Competitive Moat Argument Rests on Combat Record
Addressing concerns about a crowded field of drone and counter-drone entrants, Nawabi leaned on AeroVironment's track record, noting that of more than 1,000 competitors he has tracked over roughly 15 years, "95% to 99% of those companies don't exist today." He described a recent Asia-Pacific customer meeting where a rival's loitering munition could hit a tank but not penetrate its armor, a failure he attributed to years of AeroVironment's proprietary warhead engineering. On Ukraine, he cited a figure the country provided directly: $36 million worth of Switchblade 600 munitions destroyed an estimated $2.6 billion to $2.7 billion of Russian assets, systems he said Ukraine now considers "a strategic capability" rather than a tactical one.
Margin Expansion Levers and the Cyber Business Wildcard
Woodward outlined four drivers behind the projected 350 to 550 basis point EBITDA margin improvement by 2030: organic revenue scale, a mix shift toward products and fixed-price contracts over cost-type and services work, international and commercial sales growth, and manufacturing throughput gains from the capacity investments. The Cyber & Mission Systems business, which lagged over the past two years due to what Nawabi called a "DOGE effect" and government shutdown pressure on services contracts, is guided to grow 7% to 10% annually, a figure analyst Andre Madrid of BTIG questioned as aggressive given recent softness. Segment president Mary Clum said the unit holds "a moat of over a dozen technologies" it is working to productize, a strategy she called realistic for hitting the higher end of that range.
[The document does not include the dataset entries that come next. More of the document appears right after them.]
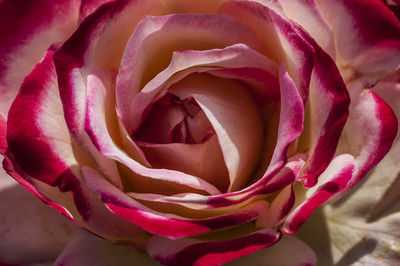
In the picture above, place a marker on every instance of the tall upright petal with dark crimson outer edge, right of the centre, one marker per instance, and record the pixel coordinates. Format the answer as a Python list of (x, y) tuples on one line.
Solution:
[(328, 110)]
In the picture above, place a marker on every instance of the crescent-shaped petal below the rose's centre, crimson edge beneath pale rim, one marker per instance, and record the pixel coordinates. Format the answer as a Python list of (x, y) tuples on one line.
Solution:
[(169, 225)]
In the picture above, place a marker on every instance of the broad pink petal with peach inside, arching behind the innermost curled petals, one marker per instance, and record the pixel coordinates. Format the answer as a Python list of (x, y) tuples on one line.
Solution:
[(143, 59)]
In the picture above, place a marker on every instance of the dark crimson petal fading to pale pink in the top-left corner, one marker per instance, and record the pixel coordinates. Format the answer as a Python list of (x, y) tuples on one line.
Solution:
[(25, 40)]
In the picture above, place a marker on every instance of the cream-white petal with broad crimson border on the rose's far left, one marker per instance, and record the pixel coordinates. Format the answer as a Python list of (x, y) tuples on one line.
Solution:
[(39, 139)]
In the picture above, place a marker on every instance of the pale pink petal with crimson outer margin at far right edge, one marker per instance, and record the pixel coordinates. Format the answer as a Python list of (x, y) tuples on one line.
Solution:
[(376, 126)]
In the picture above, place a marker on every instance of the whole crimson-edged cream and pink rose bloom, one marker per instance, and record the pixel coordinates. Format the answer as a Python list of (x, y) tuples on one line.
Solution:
[(195, 131)]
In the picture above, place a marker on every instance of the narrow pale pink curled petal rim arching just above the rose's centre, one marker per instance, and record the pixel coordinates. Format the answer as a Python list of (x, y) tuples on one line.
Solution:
[(184, 63)]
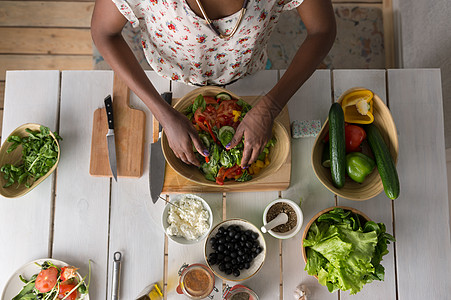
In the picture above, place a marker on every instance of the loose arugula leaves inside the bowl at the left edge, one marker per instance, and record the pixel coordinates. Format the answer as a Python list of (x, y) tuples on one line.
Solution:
[(39, 154)]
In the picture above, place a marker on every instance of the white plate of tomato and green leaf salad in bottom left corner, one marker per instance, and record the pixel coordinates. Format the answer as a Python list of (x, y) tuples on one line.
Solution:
[(47, 279)]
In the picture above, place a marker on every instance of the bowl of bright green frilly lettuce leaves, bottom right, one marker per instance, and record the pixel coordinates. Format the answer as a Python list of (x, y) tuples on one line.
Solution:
[(343, 249)]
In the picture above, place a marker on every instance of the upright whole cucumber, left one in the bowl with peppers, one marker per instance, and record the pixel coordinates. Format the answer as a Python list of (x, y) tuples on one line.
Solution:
[(337, 146)]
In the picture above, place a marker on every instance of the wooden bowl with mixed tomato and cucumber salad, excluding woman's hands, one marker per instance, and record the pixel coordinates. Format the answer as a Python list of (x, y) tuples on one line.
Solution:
[(223, 112)]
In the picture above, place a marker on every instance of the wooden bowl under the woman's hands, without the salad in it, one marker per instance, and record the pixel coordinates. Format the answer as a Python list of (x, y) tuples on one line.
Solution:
[(277, 154)]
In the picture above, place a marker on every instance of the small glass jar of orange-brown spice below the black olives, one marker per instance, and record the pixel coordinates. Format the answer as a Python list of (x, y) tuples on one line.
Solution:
[(196, 281)]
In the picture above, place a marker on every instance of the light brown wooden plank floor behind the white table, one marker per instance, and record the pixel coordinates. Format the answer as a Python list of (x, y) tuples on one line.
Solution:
[(43, 35)]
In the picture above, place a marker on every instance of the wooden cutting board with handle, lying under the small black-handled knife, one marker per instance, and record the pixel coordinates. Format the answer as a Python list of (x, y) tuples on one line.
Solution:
[(129, 131)]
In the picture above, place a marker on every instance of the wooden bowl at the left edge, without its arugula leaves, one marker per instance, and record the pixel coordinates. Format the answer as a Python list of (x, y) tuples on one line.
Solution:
[(15, 157)]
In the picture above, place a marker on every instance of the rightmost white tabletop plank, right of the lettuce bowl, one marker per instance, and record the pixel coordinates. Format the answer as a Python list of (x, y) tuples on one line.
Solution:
[(421, 212)]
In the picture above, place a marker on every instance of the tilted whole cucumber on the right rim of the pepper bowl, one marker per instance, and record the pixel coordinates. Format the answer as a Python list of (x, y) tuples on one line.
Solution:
[(384, 161)]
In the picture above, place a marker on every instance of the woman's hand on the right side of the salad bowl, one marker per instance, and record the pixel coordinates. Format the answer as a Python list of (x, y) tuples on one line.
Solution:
[(256, 127)]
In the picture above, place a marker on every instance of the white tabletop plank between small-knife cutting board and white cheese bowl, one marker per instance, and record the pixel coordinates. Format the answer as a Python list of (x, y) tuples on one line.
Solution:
[(132, 211)]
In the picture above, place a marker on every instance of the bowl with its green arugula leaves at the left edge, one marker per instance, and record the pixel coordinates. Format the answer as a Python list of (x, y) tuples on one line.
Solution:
[(28, 156)]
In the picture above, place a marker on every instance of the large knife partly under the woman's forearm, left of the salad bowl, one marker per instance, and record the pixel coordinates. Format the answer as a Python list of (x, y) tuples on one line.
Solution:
[(157, 161)]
M&A Framed as Opportunistic, Not Core
Nawabi said inorganic growth remains secondary to the organic plan underlying the 2030 targets, citing rich valuations across the defense-tech sector, but acknowledged the company continues to evaluate gap-filling acquisitions, particularly in space communications where it sees expanding demand for its BADGER phased-array and laser communication terminal businesses.